I think most organizations do too little recruiting, not working hard enough to find the right people who can really drive results.
But occasionally I see a company who is doing too much recruiting. There are simply times when more recruiting has the potential to make an underlying problem much, much worse for you.
Here are a few situations that are not improved by more recruiting:
When you have a turnover problem, more recruiting can feel like a decent short-term solution. Out with the bad (apples), in with the new (people). Things will be better with fresh new people right? But when you are in your second or third round of "out with the bad apples" - the problem you have will not be solved by more recruiting. If you have repeated cycles of turnover, it's time to look at how you select people, manage performance, compensate and retain top performers. Until you solve the underlying turnover problem, more recruiting will just create more ex-employees in your future, and they will be warning good people to stay away from you. (ReadWhat Drives Employee Turnover.)

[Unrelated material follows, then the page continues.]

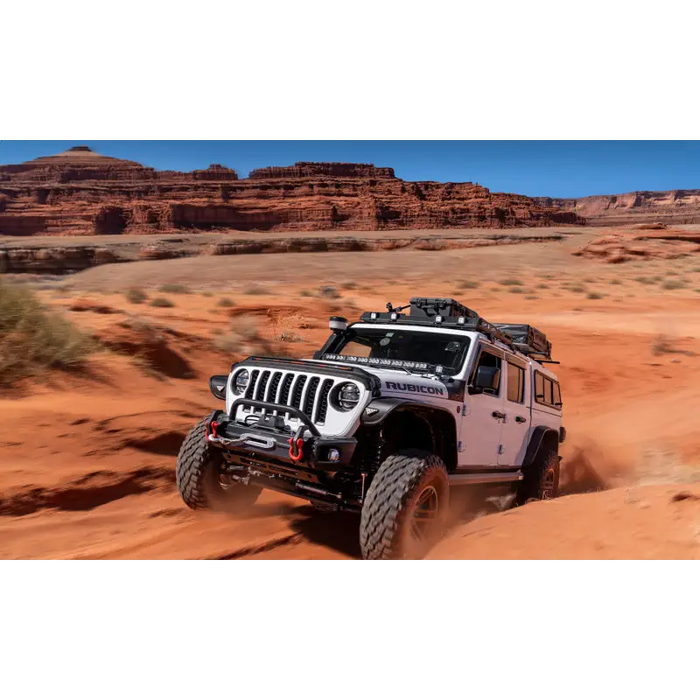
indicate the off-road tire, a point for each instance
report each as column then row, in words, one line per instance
column 542, row 478
column 198, row 477
column 386, row 529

If you are finding that all the new people you want to hire are more expensive than your current employees, more recruiting is not going to help. Instead of recruiting, you need to be looking at what you are paying your current people, or they will be soon looking ... for work elsewhere. (Read How to Set Salary for a New Hire; Think Like a Compensation Pro.)

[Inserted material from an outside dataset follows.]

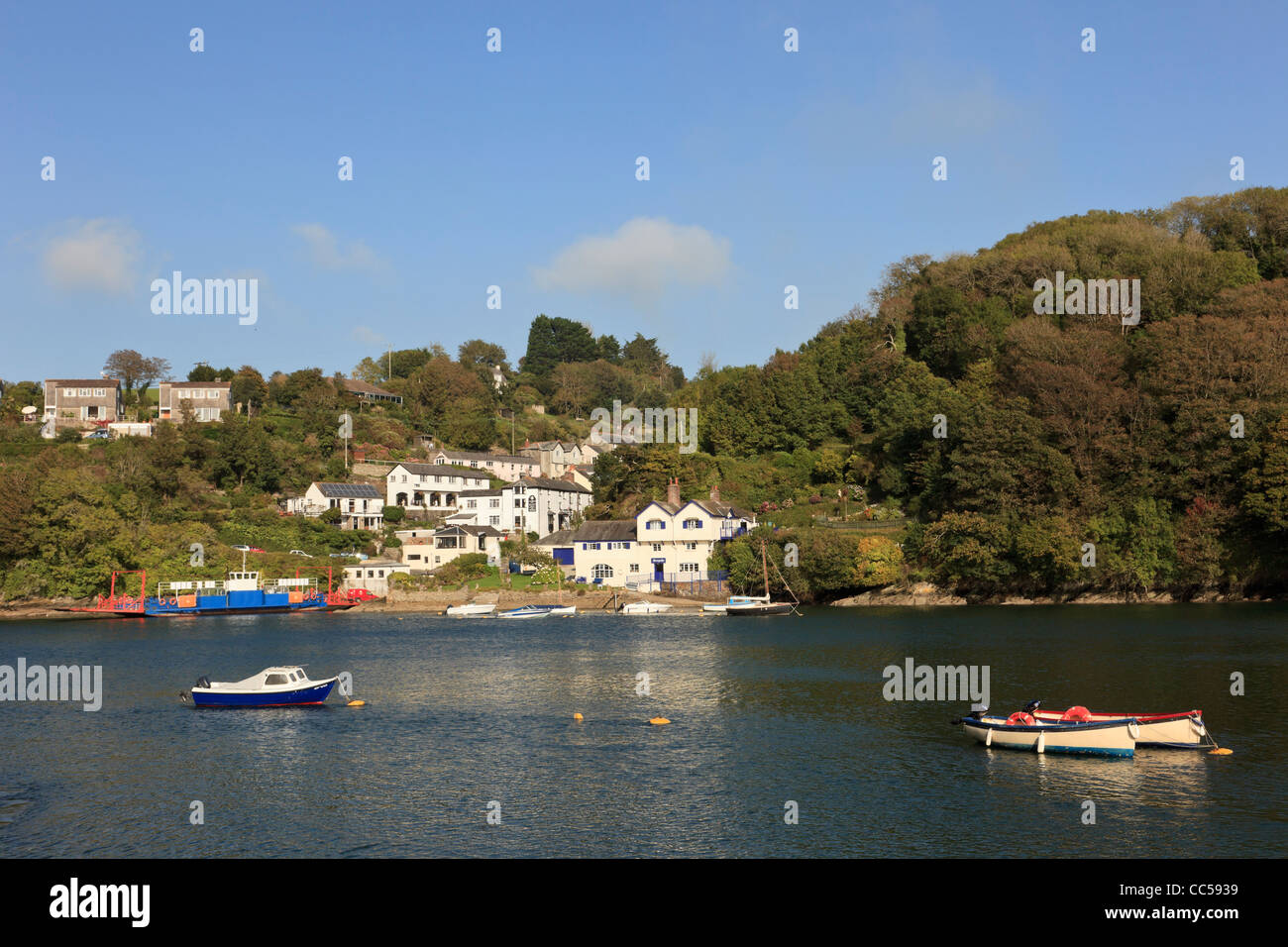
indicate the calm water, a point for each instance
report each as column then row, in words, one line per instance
column 462, row 712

If you are recruiting from a small pool of candidates, and have tried using two or three different contingency staffing firms to find "good people" but have been unsuccessful - if you have not yet found anyone "worth paying a fee for" - the problem you have cannot be solved by more recruiting. You may have unrealistic expectations about the kind of candidates who are attracted to your firm, or perhaps you are expecting too many skills for too low a salary, or perhaps your selection process is picking the wrong people. Either way, adding yet another search firm to the mix is a dicey proposition. Think about it, your already limited pool of potential future employees has now been contacted by people from two or three different search firms to "pitch" your opportunity. To the candidates (your potential future employees) it smacks of disorganization, it smells desperate, and from this point on, every single contact made with every single candidate further lowers their opinion of you. If you continue recruiting, soon nobody will want to interview with you, and your own employees will begin to wonder if they are mistaken for staying with you. And to make matters much worse, think about all those search firms you engaged but did not pay a fee to? They will begin to find you more attractive as a recruiting target than as a potential client. (Read Who's That Driving Around in Your Employment Brand?)
Yeah, sometimes more recruiting is just not the answer to a staffing problem.